Monday, February 9, 2009

S.W.O.T


“You are intelligent, and are able to judge people critically. As a result you draw danger to yourself.” (Lao Tzu to Confucius, paraphrased)

Of the many things discussed in today’s lesson Klinghammer’s Strength, Weaknesses, Opportunities, Threat (SWOT) struck me as the freshest and most relevant point of learning. I observe that we are generally well trained to evaluate things for their Strengths and Weaknesses. However, the dimensions of Opportunity and Threat are something often neglected. A lot of intelligent people with brilliant ideas do not succeed in getting their projects off the ground because of this very real problem.

Opportunity: No matter how viable a project is, without a thorough exploration of the opportunities it presents, one will likely miss ways in which the project could be fully exploited for maximum productivity. Application is always a problem in risk-adverse Singapore. In my experience it is rather annoying, if not demoralising, that whenever I propose a new idea, the first thing that comes out from majority of Singaporeans I speak to is “it can’t be done” or “that’s idealistic.” So much for the entrepreneurial spirit that the government is now desperately trying to instil and encourage.

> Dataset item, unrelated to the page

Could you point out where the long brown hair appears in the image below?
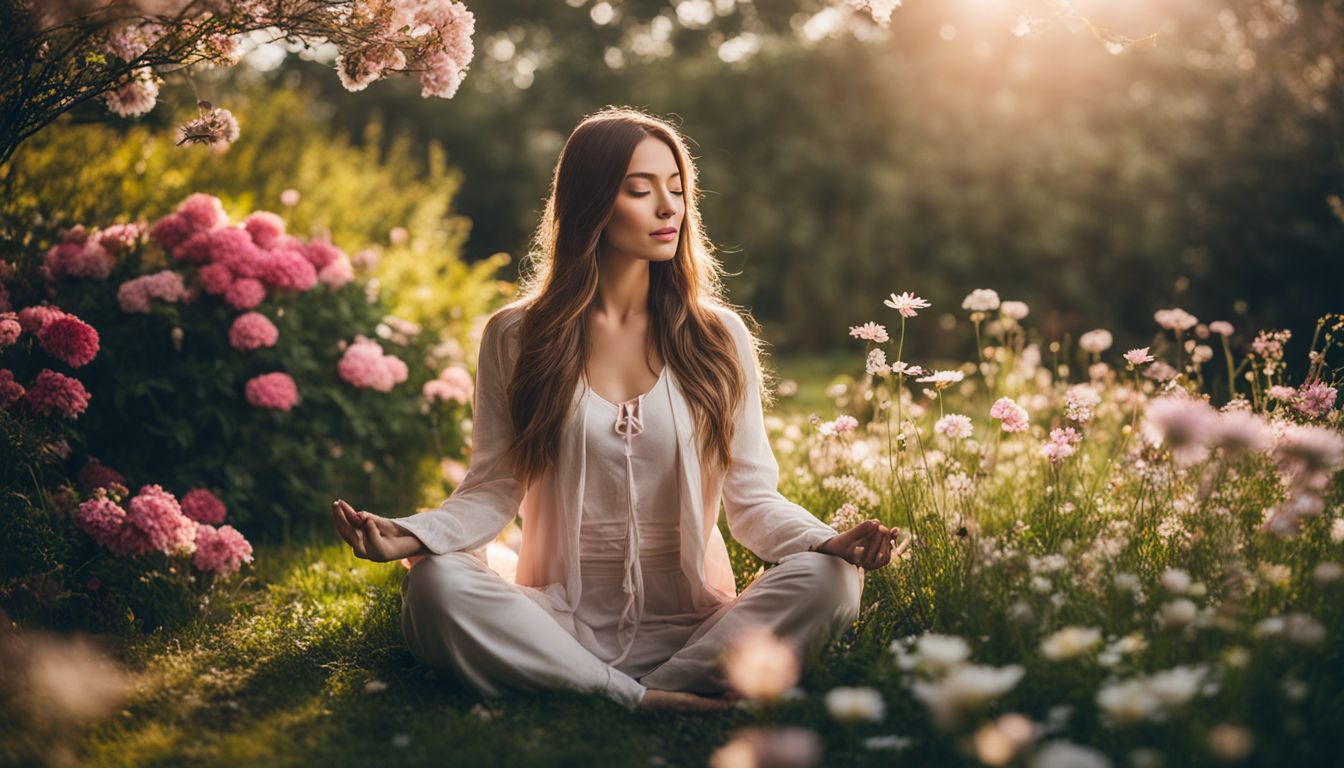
[501,106,767,486]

Threats: Often when one has a brilliant idea one can fall into the trap of assuming that everyone else will see the logic behind the idea. One can be blinded by political, social and cultural biases that may see the proposal as a threat to their status quo and plenty of people may not want to see the project successful. Even Confucius, being as brilliant as he was, failed to understand how his ideas could have been rejected by his countrymen again and again until his death. Lao Tze, when uttering the quotation above, displayed deeper insight into the nature of men than Confucius in this sense.

Applying my observations to the political situation in Perak [everyone is offering their two sen's worth, so I might as well jump in the bandwagon for posterity's sake] this lesson appears to be something the BN government has learned well—to study a situation and seize the Opportunity. And the Pakatan Rakyat has yet to learn to evaluate seriously the Threats instead of naively resting on its laurel. [To be fair, hindsight is always 20-20.]

It's Chap Goh Mei, and the Lion Dancers are banging away on their drums downstairs. It made me think: how like the BN to open the Chinese New Year so "Ox"-piciously by "steer"-ing the coup-d'tat, "bull"-dozing it's way and "cow"ing the Perakians into submission. Not to mention the cock-and-"bull" stories the four frogs gave. Negaraku: what a sad state of affairs you are in. Sigh!